Either May is going to introduce excessive authoritarian powers to spy on all of us, or we must anoint a nincompoop who suggested turning nuclear submarines into the most phenomenally expensive troop carriers in history, and whose top advisor is a Stalinist who repeatedly denied the scale of murder by oppressive Communist regimes. May is a neo-fascistic unimaginative over-promoted arse of a politician but the third-rate job she will do is somewhat better than the calamity offered by a Labour leader who is so lacking in ability that none of the five previous Labour leaders offered him any lowly job, and even Diane Abbott was promoted to the shadow cabinet ahead of him.

What of the fringe offerings?
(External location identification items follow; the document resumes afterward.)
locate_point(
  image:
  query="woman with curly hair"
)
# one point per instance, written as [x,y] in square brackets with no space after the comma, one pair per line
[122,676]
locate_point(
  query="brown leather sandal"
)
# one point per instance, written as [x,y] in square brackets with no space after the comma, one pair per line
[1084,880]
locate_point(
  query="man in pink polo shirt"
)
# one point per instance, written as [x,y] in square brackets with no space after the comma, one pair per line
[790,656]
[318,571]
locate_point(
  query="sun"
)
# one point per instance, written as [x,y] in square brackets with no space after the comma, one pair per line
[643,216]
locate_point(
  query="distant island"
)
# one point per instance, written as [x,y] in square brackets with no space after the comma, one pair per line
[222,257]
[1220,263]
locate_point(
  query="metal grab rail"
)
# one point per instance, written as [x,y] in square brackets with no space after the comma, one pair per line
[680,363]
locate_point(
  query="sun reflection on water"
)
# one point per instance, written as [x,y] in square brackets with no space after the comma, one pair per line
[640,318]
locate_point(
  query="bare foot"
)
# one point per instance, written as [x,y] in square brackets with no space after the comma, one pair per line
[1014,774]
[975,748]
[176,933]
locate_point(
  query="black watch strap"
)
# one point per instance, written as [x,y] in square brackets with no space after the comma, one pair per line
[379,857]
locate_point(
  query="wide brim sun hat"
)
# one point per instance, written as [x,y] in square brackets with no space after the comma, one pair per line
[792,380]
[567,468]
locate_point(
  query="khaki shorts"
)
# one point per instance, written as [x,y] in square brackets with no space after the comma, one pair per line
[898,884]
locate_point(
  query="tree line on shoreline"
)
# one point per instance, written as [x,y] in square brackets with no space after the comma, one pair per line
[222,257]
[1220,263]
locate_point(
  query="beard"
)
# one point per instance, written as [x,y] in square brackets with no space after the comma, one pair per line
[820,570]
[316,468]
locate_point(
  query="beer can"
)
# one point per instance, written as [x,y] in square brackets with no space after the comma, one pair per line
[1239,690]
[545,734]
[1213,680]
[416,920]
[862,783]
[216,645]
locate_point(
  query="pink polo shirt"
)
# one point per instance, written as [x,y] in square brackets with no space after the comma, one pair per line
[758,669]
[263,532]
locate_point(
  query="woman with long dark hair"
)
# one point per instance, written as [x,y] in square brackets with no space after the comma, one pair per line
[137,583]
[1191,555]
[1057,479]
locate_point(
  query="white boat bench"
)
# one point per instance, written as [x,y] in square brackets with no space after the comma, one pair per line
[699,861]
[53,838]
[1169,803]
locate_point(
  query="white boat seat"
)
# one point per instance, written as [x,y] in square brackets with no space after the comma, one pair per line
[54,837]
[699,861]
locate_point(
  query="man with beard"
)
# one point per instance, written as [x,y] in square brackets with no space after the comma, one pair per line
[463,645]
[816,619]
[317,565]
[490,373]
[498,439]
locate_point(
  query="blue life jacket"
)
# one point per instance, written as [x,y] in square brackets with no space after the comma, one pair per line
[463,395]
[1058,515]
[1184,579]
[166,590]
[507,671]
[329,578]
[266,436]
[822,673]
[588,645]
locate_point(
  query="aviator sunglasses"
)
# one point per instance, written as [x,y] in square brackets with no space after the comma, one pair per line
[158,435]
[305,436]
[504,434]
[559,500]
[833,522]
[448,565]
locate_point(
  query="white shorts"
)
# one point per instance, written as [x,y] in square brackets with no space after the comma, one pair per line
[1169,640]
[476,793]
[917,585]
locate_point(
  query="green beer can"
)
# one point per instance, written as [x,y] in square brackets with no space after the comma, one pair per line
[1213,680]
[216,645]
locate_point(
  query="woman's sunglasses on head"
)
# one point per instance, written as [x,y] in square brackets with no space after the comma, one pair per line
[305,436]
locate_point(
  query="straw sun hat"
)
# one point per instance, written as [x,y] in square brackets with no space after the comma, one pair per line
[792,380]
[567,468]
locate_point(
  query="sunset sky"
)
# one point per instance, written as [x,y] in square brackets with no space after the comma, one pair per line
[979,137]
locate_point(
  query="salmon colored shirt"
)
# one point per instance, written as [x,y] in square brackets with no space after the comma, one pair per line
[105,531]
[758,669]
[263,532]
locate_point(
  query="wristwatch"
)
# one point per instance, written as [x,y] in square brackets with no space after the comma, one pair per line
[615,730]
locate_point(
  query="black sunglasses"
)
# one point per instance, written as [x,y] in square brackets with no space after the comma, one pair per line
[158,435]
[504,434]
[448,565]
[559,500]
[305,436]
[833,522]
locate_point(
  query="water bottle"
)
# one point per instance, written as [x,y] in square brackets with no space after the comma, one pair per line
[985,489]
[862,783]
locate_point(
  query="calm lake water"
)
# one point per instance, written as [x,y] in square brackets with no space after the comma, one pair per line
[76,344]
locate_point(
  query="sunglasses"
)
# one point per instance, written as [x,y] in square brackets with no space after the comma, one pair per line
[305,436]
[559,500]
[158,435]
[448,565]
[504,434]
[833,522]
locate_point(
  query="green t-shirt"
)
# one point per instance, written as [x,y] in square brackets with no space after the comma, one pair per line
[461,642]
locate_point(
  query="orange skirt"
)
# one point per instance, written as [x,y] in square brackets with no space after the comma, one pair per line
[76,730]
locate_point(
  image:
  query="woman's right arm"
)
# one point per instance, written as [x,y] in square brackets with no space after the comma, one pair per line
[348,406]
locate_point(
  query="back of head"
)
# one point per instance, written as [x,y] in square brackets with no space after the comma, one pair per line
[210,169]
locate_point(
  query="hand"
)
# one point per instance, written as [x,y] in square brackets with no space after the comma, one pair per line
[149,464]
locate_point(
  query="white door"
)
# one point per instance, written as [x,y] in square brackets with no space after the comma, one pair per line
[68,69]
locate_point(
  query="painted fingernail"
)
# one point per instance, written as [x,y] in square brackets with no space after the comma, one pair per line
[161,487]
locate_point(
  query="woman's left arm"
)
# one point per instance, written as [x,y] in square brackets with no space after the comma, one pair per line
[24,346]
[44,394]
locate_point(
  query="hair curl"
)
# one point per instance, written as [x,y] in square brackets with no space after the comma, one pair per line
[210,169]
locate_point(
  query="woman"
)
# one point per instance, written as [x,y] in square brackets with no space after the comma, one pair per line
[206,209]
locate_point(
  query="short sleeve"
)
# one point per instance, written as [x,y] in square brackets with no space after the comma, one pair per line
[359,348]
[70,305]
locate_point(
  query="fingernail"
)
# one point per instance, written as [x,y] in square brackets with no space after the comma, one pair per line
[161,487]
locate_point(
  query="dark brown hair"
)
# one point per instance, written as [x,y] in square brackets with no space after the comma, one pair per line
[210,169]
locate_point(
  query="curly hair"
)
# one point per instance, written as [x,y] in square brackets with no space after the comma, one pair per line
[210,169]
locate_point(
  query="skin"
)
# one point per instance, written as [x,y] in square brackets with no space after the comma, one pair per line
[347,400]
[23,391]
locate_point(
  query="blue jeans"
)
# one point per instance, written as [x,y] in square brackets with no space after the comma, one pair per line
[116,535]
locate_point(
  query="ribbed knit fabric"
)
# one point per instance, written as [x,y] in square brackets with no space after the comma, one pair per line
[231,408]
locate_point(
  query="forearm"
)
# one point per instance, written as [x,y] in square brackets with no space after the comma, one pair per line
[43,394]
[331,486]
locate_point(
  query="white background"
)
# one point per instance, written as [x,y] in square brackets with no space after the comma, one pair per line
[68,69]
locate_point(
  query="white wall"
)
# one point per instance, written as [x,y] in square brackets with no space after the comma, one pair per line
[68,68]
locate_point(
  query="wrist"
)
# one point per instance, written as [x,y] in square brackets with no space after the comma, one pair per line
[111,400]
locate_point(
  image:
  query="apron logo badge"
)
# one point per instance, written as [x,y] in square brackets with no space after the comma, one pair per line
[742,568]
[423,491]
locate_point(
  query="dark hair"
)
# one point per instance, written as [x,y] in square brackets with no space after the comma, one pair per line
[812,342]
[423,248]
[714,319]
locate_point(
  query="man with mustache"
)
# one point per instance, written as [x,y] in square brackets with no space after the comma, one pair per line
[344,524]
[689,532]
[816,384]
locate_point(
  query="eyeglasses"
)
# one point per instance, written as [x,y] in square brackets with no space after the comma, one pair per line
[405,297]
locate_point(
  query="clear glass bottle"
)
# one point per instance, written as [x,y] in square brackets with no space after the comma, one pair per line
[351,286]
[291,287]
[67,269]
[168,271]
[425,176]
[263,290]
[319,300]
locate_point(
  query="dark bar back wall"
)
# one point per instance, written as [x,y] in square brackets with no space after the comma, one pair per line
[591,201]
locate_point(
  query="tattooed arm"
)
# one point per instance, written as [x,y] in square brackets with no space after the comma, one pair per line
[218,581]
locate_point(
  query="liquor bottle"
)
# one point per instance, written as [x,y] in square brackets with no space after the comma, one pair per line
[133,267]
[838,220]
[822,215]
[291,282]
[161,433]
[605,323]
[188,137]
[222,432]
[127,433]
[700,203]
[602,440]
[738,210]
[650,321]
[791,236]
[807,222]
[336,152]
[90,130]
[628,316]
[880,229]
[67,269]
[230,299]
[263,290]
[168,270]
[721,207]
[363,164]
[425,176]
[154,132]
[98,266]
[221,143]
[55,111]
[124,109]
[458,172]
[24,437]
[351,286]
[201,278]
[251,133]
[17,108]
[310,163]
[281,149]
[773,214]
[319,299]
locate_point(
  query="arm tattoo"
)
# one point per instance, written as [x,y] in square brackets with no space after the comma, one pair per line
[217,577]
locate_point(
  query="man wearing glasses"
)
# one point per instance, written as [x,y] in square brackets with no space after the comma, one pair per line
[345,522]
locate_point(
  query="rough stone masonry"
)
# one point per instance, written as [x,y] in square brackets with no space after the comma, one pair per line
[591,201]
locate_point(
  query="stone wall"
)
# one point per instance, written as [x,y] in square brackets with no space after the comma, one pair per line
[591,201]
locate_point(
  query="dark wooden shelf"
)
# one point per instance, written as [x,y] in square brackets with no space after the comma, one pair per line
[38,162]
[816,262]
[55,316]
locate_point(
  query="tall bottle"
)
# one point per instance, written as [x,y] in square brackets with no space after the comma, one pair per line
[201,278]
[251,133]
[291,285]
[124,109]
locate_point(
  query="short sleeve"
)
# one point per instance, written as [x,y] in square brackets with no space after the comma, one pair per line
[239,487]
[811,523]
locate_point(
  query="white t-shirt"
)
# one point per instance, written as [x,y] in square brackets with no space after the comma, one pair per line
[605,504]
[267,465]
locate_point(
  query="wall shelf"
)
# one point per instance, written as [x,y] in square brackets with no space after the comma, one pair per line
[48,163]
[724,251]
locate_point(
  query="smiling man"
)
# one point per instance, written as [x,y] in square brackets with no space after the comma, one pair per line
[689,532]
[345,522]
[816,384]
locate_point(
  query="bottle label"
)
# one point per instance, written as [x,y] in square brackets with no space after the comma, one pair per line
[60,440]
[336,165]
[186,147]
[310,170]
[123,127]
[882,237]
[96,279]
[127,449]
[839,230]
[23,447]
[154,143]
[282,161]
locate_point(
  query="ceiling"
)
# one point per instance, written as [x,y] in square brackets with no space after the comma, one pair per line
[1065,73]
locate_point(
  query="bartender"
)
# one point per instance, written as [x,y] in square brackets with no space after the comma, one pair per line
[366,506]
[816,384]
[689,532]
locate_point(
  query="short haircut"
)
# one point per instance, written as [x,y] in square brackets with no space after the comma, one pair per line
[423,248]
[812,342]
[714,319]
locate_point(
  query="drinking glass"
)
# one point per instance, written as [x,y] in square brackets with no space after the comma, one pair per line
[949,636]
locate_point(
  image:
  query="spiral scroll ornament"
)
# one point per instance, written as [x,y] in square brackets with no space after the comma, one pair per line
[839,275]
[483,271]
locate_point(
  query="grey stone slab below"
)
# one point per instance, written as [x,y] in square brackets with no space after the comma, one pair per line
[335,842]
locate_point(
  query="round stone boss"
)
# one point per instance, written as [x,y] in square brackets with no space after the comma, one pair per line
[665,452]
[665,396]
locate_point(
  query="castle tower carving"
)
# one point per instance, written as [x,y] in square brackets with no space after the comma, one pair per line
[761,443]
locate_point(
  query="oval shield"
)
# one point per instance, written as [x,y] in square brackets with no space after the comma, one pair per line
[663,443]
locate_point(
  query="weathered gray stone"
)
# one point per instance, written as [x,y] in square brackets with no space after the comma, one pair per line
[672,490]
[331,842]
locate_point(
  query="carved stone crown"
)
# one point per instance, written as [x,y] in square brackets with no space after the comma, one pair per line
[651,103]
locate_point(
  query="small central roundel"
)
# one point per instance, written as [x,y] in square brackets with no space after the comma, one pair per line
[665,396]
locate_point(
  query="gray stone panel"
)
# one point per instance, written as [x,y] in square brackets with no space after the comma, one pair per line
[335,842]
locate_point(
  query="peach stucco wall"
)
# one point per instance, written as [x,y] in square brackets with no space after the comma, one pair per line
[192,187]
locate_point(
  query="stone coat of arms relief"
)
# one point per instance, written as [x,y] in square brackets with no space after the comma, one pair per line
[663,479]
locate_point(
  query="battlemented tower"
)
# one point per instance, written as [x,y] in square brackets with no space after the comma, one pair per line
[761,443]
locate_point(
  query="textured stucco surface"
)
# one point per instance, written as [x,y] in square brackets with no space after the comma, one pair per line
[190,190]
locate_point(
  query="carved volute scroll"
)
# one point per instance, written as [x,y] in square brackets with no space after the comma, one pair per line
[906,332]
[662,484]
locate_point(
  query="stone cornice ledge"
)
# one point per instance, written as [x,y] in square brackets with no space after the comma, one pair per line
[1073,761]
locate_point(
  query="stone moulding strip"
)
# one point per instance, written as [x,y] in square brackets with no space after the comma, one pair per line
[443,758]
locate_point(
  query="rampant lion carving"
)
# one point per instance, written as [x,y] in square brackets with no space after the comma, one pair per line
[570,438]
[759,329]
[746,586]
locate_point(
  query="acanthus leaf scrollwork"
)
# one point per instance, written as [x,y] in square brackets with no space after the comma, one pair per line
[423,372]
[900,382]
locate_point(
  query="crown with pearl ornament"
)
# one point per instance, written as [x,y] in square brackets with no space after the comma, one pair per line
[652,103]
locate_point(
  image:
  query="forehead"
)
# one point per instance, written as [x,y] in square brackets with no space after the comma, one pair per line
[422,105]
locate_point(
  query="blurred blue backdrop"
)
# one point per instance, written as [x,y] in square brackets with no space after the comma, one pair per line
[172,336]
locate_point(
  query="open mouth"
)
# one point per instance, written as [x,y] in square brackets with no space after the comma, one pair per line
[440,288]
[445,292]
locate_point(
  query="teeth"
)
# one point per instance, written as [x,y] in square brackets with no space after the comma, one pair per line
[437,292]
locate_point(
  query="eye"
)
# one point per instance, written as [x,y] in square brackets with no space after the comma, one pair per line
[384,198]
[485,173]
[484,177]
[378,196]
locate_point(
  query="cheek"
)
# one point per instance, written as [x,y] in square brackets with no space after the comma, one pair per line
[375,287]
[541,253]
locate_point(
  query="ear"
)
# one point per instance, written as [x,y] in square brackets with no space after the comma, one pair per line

Farron is a bad joke, a weakling who leads the Lib Dems because his party was thrown into disarray by an electorate that likes to protest but fails to comprehend why adults must sometimes compromise. The Greens are the ultimate lefty purist nightmare, able to pretend to be scientific whilst relying on uncosted emotional gambits – three day weekends?!? – and still appealing to the overpaid pampered Brexit-fearing home-owning middle classes because promises have no price tags when you know there is no possibility of ever being in a position to keep them. UKIP has the ideological coherence of Ed Norton punching himself in the face during Fight Club, just before he started blowing things up. And don’t get me started on the nationalist fantasists who think their countries will turn into utopias the moment they succeed in ethnically cleansing the influence of the evil English.

So to the vast majority of Brits who voted today, I say you all made the wrong choice, with the possible exception of you diehard Raving Monster Loony loyalists, because you’re doing as much good as anyone whilst also having a laugh at the absurdity of it all. Perhaps the next election will afford us a choice worthy of a country with such a long uninterrupted history of democracy, but today is a day when we should think about everybody who ever made sacrifices to protect our freedom, and feel ashamed that this farce is what Britain has come up with.